PRLR has no intrinsic kinase activity but associates with Janus kinase 2 (JAK2) (Lebrun et al. 1994, 1995, Campbell et al. 1994, Rui et al. 1994). PRLR to JAK2 binding has been described as constitutive but a recent computational model suggests that roughly half of dimerized Growth Hormone receptors are bound with JAK2 (Barua et al. 2009), a model that may apply to other receptors that promote JAK2 trans-activation. The box 1 region of PRLR is a membrane proximal proline-rich region in the intracellular domain, conserved in all members of the growth hormone rereptor family. This region is critical for JAK2 association; deletion of box 1 virtually abolishes PRLR signaling (Edery et al. 1994). Alanine substitutions of individual residues within box 1 of rat PRLR have shown that the most C-terminal proline (P269 in the Uniprot canonical sequence, 250 in the mature peptide) is critical for association with and subsequent activation of JAK2 (Pezet et al. 1997). It is not known whether the interaction of JAK2 with PRLR is direct or involves an adaptor protein.
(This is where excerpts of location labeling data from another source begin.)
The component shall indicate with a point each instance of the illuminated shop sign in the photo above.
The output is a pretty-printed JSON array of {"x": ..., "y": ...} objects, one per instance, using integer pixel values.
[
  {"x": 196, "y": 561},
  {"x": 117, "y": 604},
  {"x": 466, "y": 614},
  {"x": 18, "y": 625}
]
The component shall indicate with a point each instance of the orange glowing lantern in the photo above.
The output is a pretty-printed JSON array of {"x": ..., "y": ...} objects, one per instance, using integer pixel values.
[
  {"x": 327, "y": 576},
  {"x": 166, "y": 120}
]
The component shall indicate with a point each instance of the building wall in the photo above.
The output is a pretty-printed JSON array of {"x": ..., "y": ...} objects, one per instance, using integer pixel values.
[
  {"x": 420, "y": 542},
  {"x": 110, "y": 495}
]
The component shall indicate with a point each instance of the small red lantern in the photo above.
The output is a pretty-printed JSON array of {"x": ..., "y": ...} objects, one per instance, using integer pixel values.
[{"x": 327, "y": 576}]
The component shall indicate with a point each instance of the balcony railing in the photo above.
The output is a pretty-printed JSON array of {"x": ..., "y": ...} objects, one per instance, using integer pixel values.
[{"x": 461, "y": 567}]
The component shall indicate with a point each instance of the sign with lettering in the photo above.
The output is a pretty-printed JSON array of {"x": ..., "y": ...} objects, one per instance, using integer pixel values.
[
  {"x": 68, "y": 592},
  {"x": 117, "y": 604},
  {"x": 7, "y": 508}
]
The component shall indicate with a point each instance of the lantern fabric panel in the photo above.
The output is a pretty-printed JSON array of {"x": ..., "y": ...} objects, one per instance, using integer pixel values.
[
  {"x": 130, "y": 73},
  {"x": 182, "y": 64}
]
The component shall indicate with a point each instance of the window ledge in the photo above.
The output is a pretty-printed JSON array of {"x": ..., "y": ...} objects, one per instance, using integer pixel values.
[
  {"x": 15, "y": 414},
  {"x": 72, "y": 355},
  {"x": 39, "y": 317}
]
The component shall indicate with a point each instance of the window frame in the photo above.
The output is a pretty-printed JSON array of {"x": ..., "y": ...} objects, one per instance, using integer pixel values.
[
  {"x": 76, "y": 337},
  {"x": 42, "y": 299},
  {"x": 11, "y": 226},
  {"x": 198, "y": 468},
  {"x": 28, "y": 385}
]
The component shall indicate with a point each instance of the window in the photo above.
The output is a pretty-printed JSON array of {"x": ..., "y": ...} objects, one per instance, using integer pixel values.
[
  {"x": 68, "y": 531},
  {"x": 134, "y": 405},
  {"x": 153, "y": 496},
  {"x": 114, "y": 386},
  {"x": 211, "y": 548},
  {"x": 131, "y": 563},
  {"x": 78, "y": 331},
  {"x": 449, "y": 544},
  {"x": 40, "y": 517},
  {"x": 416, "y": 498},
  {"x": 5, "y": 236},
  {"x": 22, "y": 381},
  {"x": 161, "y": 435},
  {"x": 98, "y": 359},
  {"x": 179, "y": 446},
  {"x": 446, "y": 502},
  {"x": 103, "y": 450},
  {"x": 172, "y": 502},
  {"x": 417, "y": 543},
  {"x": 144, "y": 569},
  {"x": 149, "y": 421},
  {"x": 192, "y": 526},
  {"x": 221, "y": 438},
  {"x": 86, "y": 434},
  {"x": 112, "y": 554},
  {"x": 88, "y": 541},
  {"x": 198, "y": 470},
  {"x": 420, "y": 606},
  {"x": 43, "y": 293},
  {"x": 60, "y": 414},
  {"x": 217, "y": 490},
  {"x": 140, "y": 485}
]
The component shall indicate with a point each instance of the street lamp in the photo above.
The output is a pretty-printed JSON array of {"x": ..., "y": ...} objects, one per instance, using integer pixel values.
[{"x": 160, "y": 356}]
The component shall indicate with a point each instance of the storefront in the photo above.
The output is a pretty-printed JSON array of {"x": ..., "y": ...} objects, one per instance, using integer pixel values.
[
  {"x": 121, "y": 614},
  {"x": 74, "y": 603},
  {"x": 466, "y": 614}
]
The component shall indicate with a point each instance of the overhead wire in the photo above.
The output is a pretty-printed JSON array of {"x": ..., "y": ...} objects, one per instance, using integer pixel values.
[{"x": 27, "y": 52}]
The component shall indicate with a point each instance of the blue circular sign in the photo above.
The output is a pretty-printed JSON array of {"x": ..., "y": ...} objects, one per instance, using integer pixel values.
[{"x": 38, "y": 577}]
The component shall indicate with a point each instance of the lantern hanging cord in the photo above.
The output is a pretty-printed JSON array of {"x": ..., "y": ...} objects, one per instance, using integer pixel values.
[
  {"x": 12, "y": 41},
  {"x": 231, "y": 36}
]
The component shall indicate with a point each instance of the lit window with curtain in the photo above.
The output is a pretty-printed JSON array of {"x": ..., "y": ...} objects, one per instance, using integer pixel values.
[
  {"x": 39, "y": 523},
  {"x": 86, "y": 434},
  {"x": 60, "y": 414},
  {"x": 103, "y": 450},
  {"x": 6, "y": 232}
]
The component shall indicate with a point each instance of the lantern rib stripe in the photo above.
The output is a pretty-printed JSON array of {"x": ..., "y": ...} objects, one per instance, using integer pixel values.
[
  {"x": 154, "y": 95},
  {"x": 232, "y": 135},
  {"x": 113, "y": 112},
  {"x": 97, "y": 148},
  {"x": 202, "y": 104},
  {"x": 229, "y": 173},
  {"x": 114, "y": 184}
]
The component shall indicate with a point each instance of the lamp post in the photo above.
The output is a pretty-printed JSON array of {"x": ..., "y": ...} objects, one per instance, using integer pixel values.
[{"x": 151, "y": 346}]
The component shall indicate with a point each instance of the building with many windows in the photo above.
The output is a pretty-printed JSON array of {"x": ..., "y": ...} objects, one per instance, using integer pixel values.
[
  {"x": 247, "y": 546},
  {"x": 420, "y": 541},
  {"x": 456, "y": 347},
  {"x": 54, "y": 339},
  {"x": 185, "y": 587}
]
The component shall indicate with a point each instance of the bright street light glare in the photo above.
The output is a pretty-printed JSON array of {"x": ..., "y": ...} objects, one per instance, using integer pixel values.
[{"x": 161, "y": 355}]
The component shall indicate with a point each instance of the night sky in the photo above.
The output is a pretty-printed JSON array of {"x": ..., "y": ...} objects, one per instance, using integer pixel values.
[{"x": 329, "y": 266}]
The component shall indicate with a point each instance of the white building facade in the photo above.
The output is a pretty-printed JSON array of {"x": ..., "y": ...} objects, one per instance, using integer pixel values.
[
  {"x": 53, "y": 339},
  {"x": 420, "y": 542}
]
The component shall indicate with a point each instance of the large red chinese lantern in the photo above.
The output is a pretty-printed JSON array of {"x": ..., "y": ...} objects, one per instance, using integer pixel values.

When the receptor is activated by ligand binding JAK2 (receptor pre-bound or recruited after ligand binding) becomes activated and phosphorylates the dimerized receptor preferentially at Y611 (position 587 in the mature peptide), a consensus tyrosine phosphorylation site. This is followed by the phosphorylation, dimerization and nuclear translocation of STAT5. There are nine other tyrosines in the cytoplasmic domain, some of which may undergo phosphorylation and may participate in signal transduction.